The Limits of Settler Colonial Reconciliation by Sarah Maddison,Tom Clark,Ravi de Costa Pdf

This book investigates whether and how reconciliation in Australia and other settler colonial societies might connect to the attitudes of non-Indigenous people in ways that promote a deeper engagement with Indigenous needs and aspirations. It explores concepts and practices of reconciliation, considering the structural and attitudinal limits to such efforts in settler colonial countries. Bringing together contributions by the world’s leading experts on settler colonialism and the politics of reconciliation, it complements current research approaches to the problems of responsibility and engagement between Aboriginal and non-Aboriginal peoples.

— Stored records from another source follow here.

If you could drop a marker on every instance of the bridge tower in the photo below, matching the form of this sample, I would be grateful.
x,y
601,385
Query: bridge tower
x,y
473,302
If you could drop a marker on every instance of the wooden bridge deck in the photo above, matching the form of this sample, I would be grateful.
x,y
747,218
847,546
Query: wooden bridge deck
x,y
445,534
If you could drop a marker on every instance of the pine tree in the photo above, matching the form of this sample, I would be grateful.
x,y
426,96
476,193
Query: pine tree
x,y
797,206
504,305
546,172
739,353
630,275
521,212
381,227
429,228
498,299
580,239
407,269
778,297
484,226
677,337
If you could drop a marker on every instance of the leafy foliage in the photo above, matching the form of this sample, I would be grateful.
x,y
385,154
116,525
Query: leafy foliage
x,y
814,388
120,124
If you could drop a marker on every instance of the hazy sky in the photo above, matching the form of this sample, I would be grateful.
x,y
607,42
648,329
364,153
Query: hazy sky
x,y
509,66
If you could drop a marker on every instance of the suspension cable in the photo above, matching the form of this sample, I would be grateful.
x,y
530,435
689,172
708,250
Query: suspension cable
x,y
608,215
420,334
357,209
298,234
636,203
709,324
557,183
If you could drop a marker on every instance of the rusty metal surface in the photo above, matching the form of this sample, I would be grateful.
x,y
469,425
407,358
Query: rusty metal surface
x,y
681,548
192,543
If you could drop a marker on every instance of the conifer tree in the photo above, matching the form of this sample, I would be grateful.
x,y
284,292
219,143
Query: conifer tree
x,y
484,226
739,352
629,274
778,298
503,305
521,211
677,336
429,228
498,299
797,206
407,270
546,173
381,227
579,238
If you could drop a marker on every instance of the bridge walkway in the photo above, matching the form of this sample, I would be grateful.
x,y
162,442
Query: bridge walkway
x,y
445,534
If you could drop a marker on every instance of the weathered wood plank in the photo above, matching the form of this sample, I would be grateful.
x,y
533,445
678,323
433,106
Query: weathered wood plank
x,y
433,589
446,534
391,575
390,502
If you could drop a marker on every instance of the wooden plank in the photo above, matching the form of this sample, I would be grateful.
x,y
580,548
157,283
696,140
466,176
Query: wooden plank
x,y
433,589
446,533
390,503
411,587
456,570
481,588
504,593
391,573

Rethinking Fashion Globalization

Author : Sarah Cheang,Erica de Greef,Yoko Takagi
Publisher : Bloomsbury Publishing
Page : 297 pages
File Size : 43,5 Mb
Release : 2021-07-15
Category : Business & Economics
ISBN : 9781350181304

Get Book

Rethinking Fashion Globalization by Sarah Cheang,Erica de Greef,Yoko Takagi Pdf

Rethinking Fashion Globalization is a timely call to rewrite the fashion system and push back against Eurocentric dominance within fashion histories by presenting new models, approaches and understandings of fashion from critical thinkers at the forefront of decolonial fashion discourse. This edited collection draws together original, diverse, and richly reflective critiques of the fashion system from both established and emerging fashion scholars, researchers and creative practitioners. Chapters straddle current calls for decolonization and inclusion, as well as reflections on de-westernization, post-colonialism, sustainability, transnationalism, national identities, social activism, global fashion narratives, diversity, and more. The volume is divided into three key themes, 'Disruptions in Time and Space', 'Nationalism and Transnationalism' and 'Global Design Practices'. These themes re-map fashion's origins, practices and futures, to present alternatives for reclaiming and rethinking fashion globalization in the 21st century.